Le maître d’hôtel parut, et dit:
– Madame la comtesse est servie.
– Le comte est rentré?
– Oui, madame la comtesse. M. le comte est dans la salle à manger.
Elle eut, pendant quelques secondes, la pensée de s’armer d’un petit revolver qu’elle avait acheté quelque temps auparavant, en prévision du drame qui se préparait dans son coeur. Mais elle songea que tous les enfants seraient là; et elle ne prit rien, qu’un flacon de sels.
Lorsqu’elle entra dans la salle, son mari, debout près de son siège, attendait. Ils échangèrent un léger salut, et s’assirent. Alors, les enfants, à leur tour, prirent place.
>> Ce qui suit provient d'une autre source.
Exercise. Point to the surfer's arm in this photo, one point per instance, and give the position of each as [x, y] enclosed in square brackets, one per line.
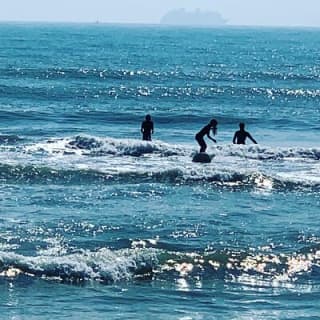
[249, 136]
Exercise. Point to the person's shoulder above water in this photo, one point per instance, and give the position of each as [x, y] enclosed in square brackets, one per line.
[241, 135]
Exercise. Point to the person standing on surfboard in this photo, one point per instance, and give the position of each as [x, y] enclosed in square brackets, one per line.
[147, 128]
[241, 135]
[206, 131]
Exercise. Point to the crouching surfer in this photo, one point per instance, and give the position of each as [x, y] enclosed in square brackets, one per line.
[205, 131]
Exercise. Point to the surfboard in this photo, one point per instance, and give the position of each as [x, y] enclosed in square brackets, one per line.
[202, 157]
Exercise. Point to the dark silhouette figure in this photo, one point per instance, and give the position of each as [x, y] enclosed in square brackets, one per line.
[241, 135]
[147, 128]
[206, 131]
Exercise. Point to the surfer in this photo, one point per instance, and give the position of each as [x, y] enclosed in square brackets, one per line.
[147, 128]
[206, 131]
[241, 135]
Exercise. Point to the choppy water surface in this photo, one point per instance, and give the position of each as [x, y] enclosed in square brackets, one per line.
[96, 223]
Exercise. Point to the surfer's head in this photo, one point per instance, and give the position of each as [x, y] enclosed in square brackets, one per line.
[213, 122]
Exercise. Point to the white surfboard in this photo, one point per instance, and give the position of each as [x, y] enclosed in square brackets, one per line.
[202, 157]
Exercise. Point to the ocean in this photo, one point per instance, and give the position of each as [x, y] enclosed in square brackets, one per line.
[97, 224]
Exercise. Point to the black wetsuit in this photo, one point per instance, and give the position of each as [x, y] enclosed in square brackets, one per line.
[199, 137]
[147, 129]
[240, 137]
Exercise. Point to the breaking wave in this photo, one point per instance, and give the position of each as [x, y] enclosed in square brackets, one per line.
[107, 266]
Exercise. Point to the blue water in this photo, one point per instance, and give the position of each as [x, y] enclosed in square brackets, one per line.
[97, 224]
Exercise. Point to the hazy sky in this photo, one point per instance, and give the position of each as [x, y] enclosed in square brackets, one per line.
[237, 12]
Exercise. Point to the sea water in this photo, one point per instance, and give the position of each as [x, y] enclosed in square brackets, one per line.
[97, 224]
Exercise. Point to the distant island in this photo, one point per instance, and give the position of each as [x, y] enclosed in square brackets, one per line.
[181, 17]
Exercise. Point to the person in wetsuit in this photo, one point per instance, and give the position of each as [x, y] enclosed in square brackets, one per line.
[206, 131]
[147, 128]
[241, 135]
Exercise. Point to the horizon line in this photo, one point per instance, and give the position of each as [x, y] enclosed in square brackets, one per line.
[98, 22]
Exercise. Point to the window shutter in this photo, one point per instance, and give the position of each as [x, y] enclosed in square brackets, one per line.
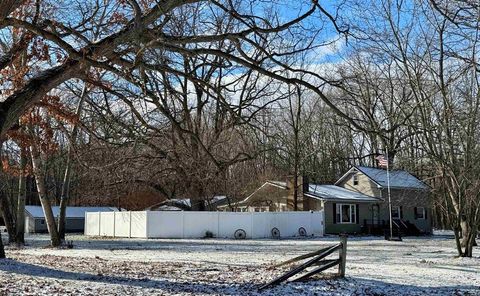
[334, 213]
[356, 214]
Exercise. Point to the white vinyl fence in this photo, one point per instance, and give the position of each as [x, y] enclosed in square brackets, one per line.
[159, 224]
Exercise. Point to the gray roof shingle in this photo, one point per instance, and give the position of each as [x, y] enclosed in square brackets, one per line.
[398, 178]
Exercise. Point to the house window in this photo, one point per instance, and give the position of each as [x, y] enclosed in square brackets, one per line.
[420, 214]
[346, 213]
[355, 179]
[395, 212]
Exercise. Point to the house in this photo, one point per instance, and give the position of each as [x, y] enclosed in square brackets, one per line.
[344, 209]
[410, 198]
[75, 218]
[357, 202]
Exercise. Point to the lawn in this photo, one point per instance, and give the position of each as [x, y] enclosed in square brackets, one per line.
[99, 266]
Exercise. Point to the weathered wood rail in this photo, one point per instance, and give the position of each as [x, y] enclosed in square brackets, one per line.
[315, 261]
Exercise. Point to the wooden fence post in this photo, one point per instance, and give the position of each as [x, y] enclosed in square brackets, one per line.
[342, 255]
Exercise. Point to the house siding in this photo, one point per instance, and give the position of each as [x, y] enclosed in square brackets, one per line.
[407, 199]
[364, 212]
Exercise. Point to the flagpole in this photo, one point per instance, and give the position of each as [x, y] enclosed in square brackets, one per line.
[389, 196]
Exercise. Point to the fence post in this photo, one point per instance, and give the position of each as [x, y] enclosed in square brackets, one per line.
[113, 223]
[130, 224]
[342, 255]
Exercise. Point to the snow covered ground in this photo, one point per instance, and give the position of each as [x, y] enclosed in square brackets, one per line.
[415, 266]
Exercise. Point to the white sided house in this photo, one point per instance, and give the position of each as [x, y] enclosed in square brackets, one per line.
[75, 218]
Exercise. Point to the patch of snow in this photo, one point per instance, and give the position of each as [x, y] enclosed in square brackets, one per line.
[99, 266]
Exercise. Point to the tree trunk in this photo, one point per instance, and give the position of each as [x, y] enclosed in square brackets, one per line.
[8, 217]
[22, 191]
[42, 194]
[64, 199]
[2, 249]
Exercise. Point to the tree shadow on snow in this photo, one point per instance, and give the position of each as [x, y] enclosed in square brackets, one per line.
[26, 269]
[349, 285]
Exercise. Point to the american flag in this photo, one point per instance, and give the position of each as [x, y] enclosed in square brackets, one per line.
[382, 161]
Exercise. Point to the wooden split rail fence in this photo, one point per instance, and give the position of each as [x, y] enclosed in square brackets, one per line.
[315, 261]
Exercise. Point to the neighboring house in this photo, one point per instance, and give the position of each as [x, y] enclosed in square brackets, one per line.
[75, 218]
[344, 209]
[187, 204]
[411, 204]
[358, 202]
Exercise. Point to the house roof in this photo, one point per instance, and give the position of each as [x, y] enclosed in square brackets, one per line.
[181, 204]
[72, 212]
[337, 193]
[398, 178]
[322, 192]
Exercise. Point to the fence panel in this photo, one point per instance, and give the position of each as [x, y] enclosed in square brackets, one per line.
[92, 224]
[122, 224]
[166, 224]
[152, 224]
[196, 224]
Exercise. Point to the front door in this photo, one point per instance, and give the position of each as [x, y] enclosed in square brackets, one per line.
[375, 214]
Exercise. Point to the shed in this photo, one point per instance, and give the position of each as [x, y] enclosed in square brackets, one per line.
[75, 218]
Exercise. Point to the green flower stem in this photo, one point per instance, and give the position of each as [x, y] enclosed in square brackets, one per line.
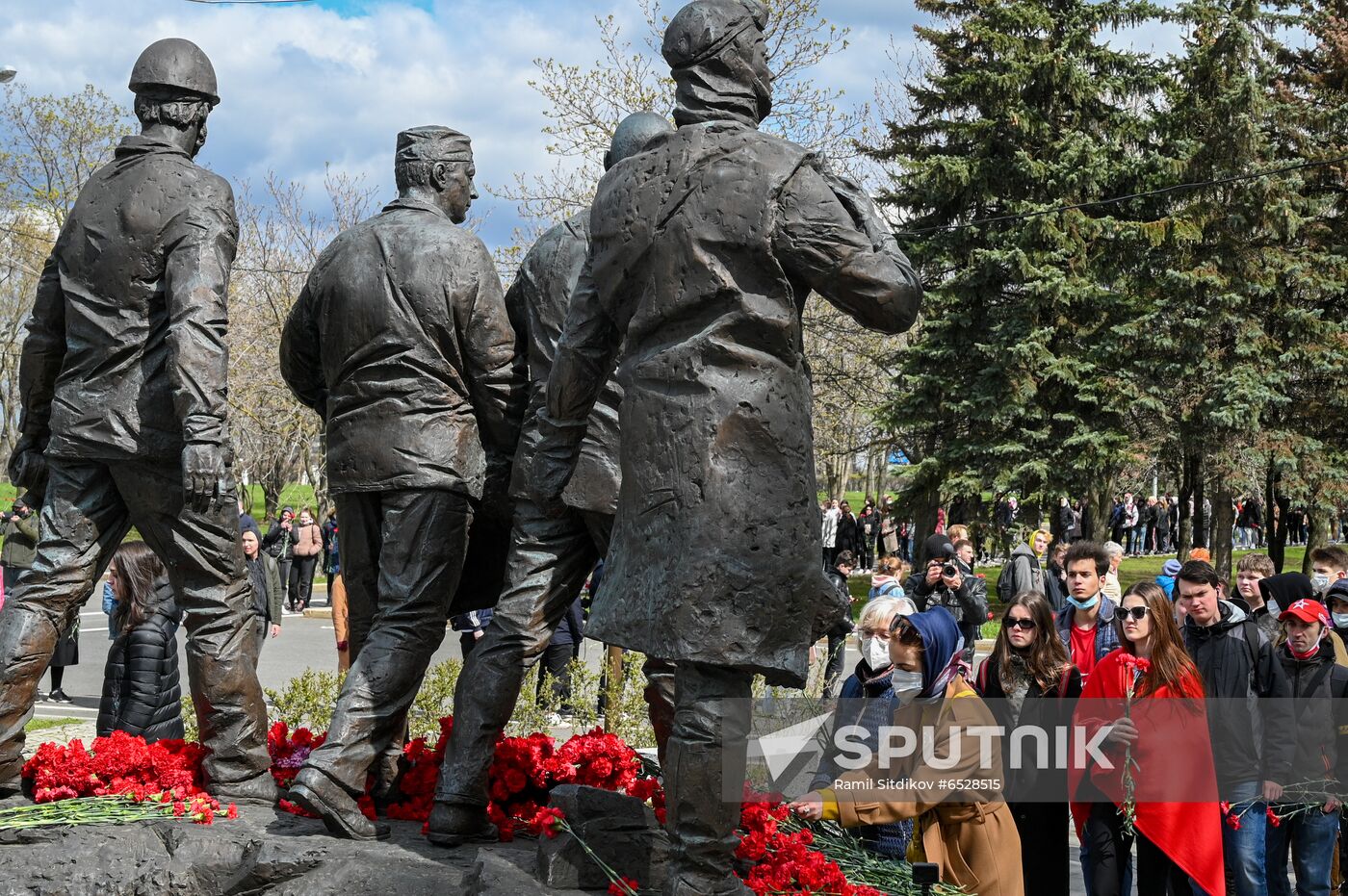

Les trois fils, avec leur précepteur, l’abbé Marin, étaient à la droite de la mère; les trois filles, avec la gouvernante anglaise, Mlle Smith, étaient à gauche. Le dernier enfant, âgé de trois mois, restait seul à la chambre avec sa nourrice.
Les trois filles, toutes blondes, dont l’aînée avait dix ans, vêtues de toilettes bleues, ornées de petites dentelles blanches, ressemblaient à d’exquises poupées. La plus jeune n’avait pas trois ans. Toutes, jolies déjà, promettaient de devenir belles comme leur mère.
Les trois fils, deux châtains, et l’aîné, âgé de neuf ans, déjà brun, semblaient annoncer des hommes vigoureux, de grande taille, aux larges épaules. La famille entière semblait bien du même sang, fort et vivace.